Kenya is striving to meet the requirements of the European Union Deforestation Regulation (EUDR), a policy mandating that all agricultural exports to the EU, including coffee, must be entirely free from deforestation links. The regulation, originally scheduled for 30th December 2024, has been postponed by a year, granting Kenya and other exporting countries until 30th December 2025 to achieve full compliance with the updated standards.
The regulation aims to block products linked to deforestation and forest degradation from being sold within the European Union.
Under the EUDR, businesses are required to demonstrate that commodities such as coffee, cocoa, soy, beef, palm oil, rubber, and wood were sourced from land that remained forested after 31st December 2020. These goods must be fully traceable to land free of deforestation and backed by credible proof of adherence.

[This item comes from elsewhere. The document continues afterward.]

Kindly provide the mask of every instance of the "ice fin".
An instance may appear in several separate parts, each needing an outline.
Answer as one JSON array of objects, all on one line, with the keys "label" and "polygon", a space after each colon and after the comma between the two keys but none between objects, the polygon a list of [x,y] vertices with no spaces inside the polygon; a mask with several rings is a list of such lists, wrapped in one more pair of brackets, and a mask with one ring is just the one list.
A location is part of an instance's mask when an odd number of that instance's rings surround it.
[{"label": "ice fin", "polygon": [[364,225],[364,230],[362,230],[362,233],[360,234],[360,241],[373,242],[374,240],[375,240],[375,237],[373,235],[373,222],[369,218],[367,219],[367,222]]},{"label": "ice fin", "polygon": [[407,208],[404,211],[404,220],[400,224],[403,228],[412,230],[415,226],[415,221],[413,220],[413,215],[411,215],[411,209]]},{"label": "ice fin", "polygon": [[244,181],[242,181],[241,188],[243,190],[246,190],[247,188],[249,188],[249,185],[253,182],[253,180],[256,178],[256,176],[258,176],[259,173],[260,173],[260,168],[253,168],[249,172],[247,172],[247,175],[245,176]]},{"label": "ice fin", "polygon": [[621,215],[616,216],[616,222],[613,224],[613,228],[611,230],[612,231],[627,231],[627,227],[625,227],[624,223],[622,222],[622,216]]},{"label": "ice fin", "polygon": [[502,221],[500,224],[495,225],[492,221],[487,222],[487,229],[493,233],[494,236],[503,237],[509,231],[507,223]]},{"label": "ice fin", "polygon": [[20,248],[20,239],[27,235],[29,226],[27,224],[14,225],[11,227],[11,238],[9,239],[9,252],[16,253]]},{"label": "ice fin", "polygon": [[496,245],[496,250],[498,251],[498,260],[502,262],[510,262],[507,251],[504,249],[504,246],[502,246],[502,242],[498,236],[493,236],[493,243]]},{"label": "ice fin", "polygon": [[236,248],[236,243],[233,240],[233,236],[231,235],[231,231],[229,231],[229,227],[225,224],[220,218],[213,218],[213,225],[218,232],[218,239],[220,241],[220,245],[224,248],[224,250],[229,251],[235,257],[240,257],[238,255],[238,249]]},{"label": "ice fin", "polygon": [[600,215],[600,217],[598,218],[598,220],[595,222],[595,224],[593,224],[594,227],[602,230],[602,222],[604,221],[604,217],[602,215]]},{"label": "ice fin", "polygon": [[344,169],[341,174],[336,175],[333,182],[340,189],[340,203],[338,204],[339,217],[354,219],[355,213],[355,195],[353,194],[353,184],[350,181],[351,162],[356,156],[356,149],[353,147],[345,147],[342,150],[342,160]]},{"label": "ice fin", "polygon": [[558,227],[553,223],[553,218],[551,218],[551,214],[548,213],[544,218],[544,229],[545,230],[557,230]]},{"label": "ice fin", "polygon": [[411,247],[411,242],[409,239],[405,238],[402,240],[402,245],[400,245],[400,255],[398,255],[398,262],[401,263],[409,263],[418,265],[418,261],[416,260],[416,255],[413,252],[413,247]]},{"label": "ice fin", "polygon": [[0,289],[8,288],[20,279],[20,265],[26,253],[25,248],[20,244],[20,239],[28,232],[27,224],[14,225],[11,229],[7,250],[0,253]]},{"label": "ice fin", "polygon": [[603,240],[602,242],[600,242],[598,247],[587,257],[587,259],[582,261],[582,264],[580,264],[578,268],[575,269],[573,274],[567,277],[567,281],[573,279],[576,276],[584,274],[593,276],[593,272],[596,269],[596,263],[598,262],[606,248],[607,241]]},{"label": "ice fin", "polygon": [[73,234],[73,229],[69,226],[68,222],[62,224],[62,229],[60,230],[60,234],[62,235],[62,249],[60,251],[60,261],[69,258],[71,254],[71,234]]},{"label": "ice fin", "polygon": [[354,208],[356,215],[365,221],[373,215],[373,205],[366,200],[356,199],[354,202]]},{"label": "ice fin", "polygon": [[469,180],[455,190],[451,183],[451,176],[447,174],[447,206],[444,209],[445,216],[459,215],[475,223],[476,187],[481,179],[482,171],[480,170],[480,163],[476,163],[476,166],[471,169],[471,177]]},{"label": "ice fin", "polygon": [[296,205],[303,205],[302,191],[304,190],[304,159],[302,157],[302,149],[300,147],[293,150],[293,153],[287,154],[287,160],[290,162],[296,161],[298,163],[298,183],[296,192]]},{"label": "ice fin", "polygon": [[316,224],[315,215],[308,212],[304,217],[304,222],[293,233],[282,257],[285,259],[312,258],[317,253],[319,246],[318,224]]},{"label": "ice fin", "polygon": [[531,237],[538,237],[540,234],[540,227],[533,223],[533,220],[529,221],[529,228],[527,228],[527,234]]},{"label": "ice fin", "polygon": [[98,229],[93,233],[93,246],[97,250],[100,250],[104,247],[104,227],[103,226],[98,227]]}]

The Kenyan government, through the Ministry of Agriculture and Livestock Development, has launched a large-scale geo-mapping initiative to identify all coffee-farming land. The effort is being spearheaded by the Agriculture and Food Authority (AFA), which oversees scheduled crops under the Crops Act of 2013.
Currently, satellite imagery has been used to map 32,688 hectares of coffee farms, representing 30% of Kenya’s total coffee-growing area, spread across 16 of the 33 coffee-producing counties. With the national coffee acreage totaling 109,384 hectares, the remaining farms will be mapped over the next two months by the EUDR Data Committee, a collaborative task force.

Kenya exports 95% of its coffee, with 55% shipped to the European Union, notably Belgium, Germany, Sweden, and Finland. Over the past five years, these exports have totaled 122,699 metric tons of clean coffee, generating $695.7 million in revenue. Around 70% of Kenya’s coffee is grown by smallholder farmers, who play a crucial role in supporting rural communities across 33 counties.